UCS-2/UTF-16 decoding in PHP
-
take the address of i, cast it to a char pointer and take the value, this will be the same as i cast directly to a char. What does that have to do with endianness?
-
...... what the frack does that do?
It's casting int to char - an old man's modulo 256.take the address of i, cast it to a char pointer and take the value, this will be the same as i cast directly to a char. What does that have to do with endianness?
In big endian, casting int pointer to char pointer would make it point at the most significant byte instead of least significant byte, resulting in byteshift instead of modulo.
-
@accalia, can I borrow a do not want jpg?
-
-
i think it's warranted.
-
@accalia, can I borrow a do not want jpg?
No because it's been moved.
Filed under: when Rust finally takes over the world, people will make more jokes about borrowing and less about nasal demons.
-
In big endian, casting int pointer to char pointer would make it point at the most significant byte instead of least significant byte, resulting in byteshift instead of modulo.

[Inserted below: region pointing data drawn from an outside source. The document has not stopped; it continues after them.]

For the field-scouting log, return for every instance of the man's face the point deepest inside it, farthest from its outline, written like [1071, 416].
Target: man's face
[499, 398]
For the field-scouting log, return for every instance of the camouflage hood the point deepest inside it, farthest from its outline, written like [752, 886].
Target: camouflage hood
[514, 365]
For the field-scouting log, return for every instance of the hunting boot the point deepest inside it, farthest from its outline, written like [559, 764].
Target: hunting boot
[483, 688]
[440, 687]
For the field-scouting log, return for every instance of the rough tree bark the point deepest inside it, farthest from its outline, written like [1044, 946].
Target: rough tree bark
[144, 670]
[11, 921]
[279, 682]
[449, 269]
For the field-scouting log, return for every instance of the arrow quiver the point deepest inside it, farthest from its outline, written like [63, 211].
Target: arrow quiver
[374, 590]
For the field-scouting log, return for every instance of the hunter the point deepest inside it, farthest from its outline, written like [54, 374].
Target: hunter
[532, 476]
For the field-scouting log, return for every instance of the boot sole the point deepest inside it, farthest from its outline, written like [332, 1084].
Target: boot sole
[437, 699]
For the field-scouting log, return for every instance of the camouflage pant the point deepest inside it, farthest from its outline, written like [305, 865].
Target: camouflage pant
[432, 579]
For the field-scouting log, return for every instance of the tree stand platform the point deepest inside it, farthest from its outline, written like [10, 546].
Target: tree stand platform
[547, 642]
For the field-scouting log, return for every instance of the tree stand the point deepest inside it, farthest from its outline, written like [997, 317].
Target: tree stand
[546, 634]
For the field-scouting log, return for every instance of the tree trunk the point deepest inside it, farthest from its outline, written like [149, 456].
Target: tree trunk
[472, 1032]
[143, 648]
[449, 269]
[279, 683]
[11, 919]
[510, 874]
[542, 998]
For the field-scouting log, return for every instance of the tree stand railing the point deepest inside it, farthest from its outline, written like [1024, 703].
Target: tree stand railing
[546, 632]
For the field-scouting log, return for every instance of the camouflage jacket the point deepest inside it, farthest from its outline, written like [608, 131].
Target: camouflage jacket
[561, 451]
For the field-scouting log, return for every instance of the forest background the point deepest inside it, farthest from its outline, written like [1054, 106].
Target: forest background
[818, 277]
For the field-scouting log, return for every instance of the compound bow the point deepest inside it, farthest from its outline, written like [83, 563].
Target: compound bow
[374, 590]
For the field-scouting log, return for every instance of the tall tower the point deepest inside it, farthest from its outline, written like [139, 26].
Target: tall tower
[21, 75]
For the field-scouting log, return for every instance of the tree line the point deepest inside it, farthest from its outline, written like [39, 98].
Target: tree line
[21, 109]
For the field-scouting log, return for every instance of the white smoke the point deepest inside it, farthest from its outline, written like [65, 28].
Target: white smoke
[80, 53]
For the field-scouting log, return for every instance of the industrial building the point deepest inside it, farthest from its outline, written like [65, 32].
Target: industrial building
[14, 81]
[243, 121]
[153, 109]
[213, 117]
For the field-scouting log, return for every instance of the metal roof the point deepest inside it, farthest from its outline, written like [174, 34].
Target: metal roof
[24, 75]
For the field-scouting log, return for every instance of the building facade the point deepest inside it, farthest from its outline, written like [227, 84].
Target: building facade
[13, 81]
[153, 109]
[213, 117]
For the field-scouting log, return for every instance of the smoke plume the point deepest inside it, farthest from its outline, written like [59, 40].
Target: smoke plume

.... and why is that something we want?
-
.... and why is that something we want?
We don't. But in 70's it made sense, and backwards compatibility is important... for someone... I think...
-
We don't. But in 70's it made sense, and backwards compatibility is important... for someone... I think...
not seeing that. is it related to smoking hash or something?
i get the backwards compatibility argument. i don't like it but i get it.
-
we math by hand in bigendian
Multi-digit addition, subtraction and multiplication all begin at the little end; only division begins at the big end.
Bigendian computing machinery, to my way of thinking, simply perpetuates TRWTF, which is the way the RTL Arabic numeration system got spliced as-is into LTR languages.
Little-endian architectures put the least significant word of a multi-word number - by far the most common word for arithmetic processing to begin with - at the same memory address as the number overall. This considerably simplifies the addressing machinery required for multi-word arithmetic.
As an example, have a look at the performance difference between a couple of very simple 8-bit processor designs: the big-endian 6800, and the little-endian 6502 (which shared many of the 6800's designers). The 6502 is consistently one cycle faster on comparable 16-bit address calculations because little-endianism combined with simple advancement of the program counter often gives it the opportunity to overlap the LSB half of effective-address calculations with fetching the MSB of the address.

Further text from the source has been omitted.